Llewellyn Armstrong

Personal information
- Full name: Llewellyn Ivan Armstrong
- Born: 15 January 1963 (age 63) Bahamas
- Batting: Right-handed
- Bowling: Right-arm slow-medium
- Relations: Gary Armstrong (brother)

International information
- National side: Bahamas;

Career statistics
| Competition | Twenty20 |
| Matches | 1 |
| Runs scored | 40 |
| Batting average | – |
| 100s/50s | –/– |
| Top score | 40* |
| Catches/stumpings | 1/– |
- Source: Cricinfo, 28 May 2010

= Llewellyn Armstrong =

Bahamian cricketer (born 1963)

Llewellyn Ivan Armstrong (born 15 January 1963) is a former Bahamian cricketer. Armstrong is a right-handed batsman who bowled right-arm slow-medium. Armstrong had represented the Bahamas national cricket team and captained them in 5 matches.

Armstrong made his debut for the Bahamas in the 2002 ICC Americas Championship against the United States. He captained the team in their three further matches in the tournament against Bermuda, the Cayman Islands and Argentina.

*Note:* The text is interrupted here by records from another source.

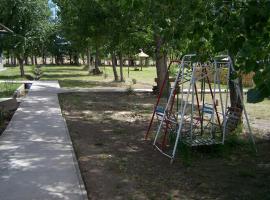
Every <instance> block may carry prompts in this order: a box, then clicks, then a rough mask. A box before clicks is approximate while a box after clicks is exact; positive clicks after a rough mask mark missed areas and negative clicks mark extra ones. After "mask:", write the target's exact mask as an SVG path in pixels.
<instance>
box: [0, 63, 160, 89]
mask: <svg viewBox="0 0 270 200" xmlns="http://www.w3.org/2000/svg"><path fill="white" fill-rule="evenodd" d="M100 69H101V70H102V71H103V74H102V75H99V76H94V75H89V73H88V71H87V69H86V68H85V67H84V66H52V65H47V66H43V67H42V68H41V70H42V72H43V75H42V77H41V80H58V81H59V83H60V85H61V87H84V88H89V87H96V86H103V87H104V86H105V87H106V86H112V87H117V86H120V87H121V86H123V87H126V86H127V85H133V86H134V87H138V88H141V87H144V88H145V87H146V88H152V86H153V85H154V78H155V76H156V69H155V67H147V68H143V71H134V70H133V68H130V74H129V77H128V68H127V67H124V78H125V83H119V82H114V81H113V78H114V77H113V71H112V67H110V66H106V67H105V66H102V67H100ZM117 70H118V75H119V67H118V68H117ZM32 71H33V70H32V66H25V73H26V74H27V75H28V77H29V76H32V77H34V76H33V73H32ZM6 79H9V80H10V79H12V80H23V79H25V78H21V77H20V71H19V67H8V69H7V70H5V71H2V72H0V80H6ZM134 83H136V84H134Z"/></svg>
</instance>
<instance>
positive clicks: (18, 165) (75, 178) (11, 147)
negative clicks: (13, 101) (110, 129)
mask: <svg viewBox="0 0 270 200" xmlns="http://www.w3.org/2000/svg"><path fill="white" fill-rule="evenodd" d="M58 91H59V84H58V82H53V81H52V82H34V83H33V85H32V87H31V90H30V92H29V94H28V96H27V97H26V98H25V99H24V101H23V102H22V103H21V105H20V107H19V108H18V110H17V111H16V113H15V114H14V116H13V118H12V120H11V122H10V123H9V126H8V127H7V129H6V131H5V132H4V133H3V134H2V136H0V163H1V164H0V199H1V200H33V199H36V200H43V199H44V200H45V199H46V200H53V199H65V200H81V199H86V192H85V189H84V185H83V183H82V179H81V176H80V172H79V170H78V164H77V160H76V158H75V156H74V151H73V147H72V144H71V140H70V137H69V133H68V130H67V127H66V123H65V120H64V119H63V117H62V115H61V109H60V107H59V102H58V97H57V92H58Z"/></svg>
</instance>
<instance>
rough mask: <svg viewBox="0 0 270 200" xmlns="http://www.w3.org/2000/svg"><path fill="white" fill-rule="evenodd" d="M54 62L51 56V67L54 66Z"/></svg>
mask: <svg viewBox="0 0 270 200" xmlns="http://www.w3.org/2000/svg"><path fill="white" fill-rule="evenodd" d="M53 63H54V61H53V56H51V65H53Z"/></svg>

Armstrong made his Twenty20 debut for the Bahamas against the Cayman Islands in the 1st round of the 2006 Stanford 20/20. Armstrong captained the side and scored 40* as the Bahamas lost by 57 runs. This was Armstrong's final appearance for the Bahamas.

==Family==
Armstrong's brother, Gary Armstrong has also played for the Bahamas.